Réseau de protection animale de la Baie-des-Chaleurs: pas assez de toits pour abriter les chats
Publié le 22 juillet 2025 à 16:48, modifié le 22 juillet 2025 à 16:48
Par: Cloe De Gagne
Avec l’été, le nombre de chats errants augmente dans la Baie-des-Chaleurs, mais le Réseau de protection animale doit limiter les prises en charge, faute de financement et de familles d’accueil. Refuges pleins, vétérinaires débordés et besoins constants en dons freinent les adoptions.
Les chats errants sont nombreux avec l’arrivée de l’été. Le réseau de protection animale de la Baie-des-Chaleurs doit tout de même de limiter le nombre d’animaux accueillis, faute de financement.
La problématique est récurrente : des refuges qui débordent ou un nombre insuffisant de familles d’accueil. Dans la Baie-des-Chaleurs, c’est le réseau de protection animale qui s’occupe de nos amis à quatre pattes à la recherche d’un toit.
《 En ce moment, on a 60 chats pris en charge. Ils ne sont pas tous en adoption, certains sont des chattes qui sont encore avec leurs chatons, d’autres sont des chatons trop jeunes, d’autres ont des problèmes de santé qu’on doit régler, entre autres des otites, qu’on doit régler avant de les envoyer dans leurs familles. 》affirme Florence Bolduc, coordonnatrice au réseau de protection animale de la Baie-des-Chaleurs.
Parmi les 60 chats pris en charge, près de 40 sont prêts à être adoptés. Les frais vétérinaires, la nourriture et la litière sont assumés par le réseau de protection animale lorsqu’une famille choisit d’accueillir l’un de ces compagnons à quatre pattes.
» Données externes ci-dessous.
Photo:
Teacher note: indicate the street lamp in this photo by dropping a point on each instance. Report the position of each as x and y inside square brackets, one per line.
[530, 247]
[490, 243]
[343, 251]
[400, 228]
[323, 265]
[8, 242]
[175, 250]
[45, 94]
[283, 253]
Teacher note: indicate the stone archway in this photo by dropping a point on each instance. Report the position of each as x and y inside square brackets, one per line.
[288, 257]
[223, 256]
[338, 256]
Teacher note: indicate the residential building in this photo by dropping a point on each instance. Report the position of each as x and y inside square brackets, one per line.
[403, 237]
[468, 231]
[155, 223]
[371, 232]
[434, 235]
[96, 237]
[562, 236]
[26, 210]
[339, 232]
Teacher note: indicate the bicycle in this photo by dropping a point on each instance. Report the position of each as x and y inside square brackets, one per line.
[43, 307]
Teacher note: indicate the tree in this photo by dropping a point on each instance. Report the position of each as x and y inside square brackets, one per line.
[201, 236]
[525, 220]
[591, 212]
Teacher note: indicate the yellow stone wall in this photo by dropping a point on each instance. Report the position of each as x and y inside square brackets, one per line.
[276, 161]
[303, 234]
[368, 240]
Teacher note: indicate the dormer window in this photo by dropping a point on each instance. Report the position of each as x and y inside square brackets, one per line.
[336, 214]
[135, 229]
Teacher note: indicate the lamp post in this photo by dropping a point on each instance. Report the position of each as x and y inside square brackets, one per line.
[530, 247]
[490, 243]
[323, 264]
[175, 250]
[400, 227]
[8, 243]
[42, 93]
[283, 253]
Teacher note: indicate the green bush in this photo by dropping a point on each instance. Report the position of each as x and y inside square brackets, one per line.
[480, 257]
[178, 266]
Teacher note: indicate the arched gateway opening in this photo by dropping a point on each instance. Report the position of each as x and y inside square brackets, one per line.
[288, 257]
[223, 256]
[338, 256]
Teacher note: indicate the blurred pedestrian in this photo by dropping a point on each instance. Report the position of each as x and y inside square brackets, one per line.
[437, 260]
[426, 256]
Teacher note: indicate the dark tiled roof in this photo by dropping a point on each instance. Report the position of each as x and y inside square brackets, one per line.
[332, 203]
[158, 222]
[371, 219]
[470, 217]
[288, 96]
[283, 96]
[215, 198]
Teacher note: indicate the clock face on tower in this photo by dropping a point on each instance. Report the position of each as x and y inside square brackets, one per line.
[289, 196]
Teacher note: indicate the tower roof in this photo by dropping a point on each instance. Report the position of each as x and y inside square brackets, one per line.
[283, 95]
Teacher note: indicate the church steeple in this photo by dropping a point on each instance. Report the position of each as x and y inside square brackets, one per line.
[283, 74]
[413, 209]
Ces dépenses, bien que nécessaires, limitent toutefois le nombre de chats que le réseau peut prendre en charge à la fois.
L’été, en plus d’être la saison des déménagements, est également le moment de l’année où les chats se reproduisent. Ajoutez au mélange des vacanciers qui ne souhaitent pas s’occuper de leurs amis poilus et vous obtiendrez des refuges animaliers à pleine capacité.
《L’autre chose qui est difficile en ce moment, c’est, on ne se le cachera pas, les vétérinaires ici dans la région sont débordés et à cause qu’ils sont débordés, ça nous ralenti au niveau des prises en charge. Parce que quand qu’on prend un chat adulte, il faut le faire stériliser obligatoirement. 》ajoute la coordonnatrice.
La stérilisation est primordiale pour éviter d’avoir davantage de reproduction et perpétuer le cycle qui cause le manque d’espace en refuge. Le réseau de protection animale de la Baie-des-Chaleurs se tourne vers les familles d’accueil pour loger les animaux. Cependant, les familles qui souhaitent accueillir temporairement des animaux se font plus rares l’été.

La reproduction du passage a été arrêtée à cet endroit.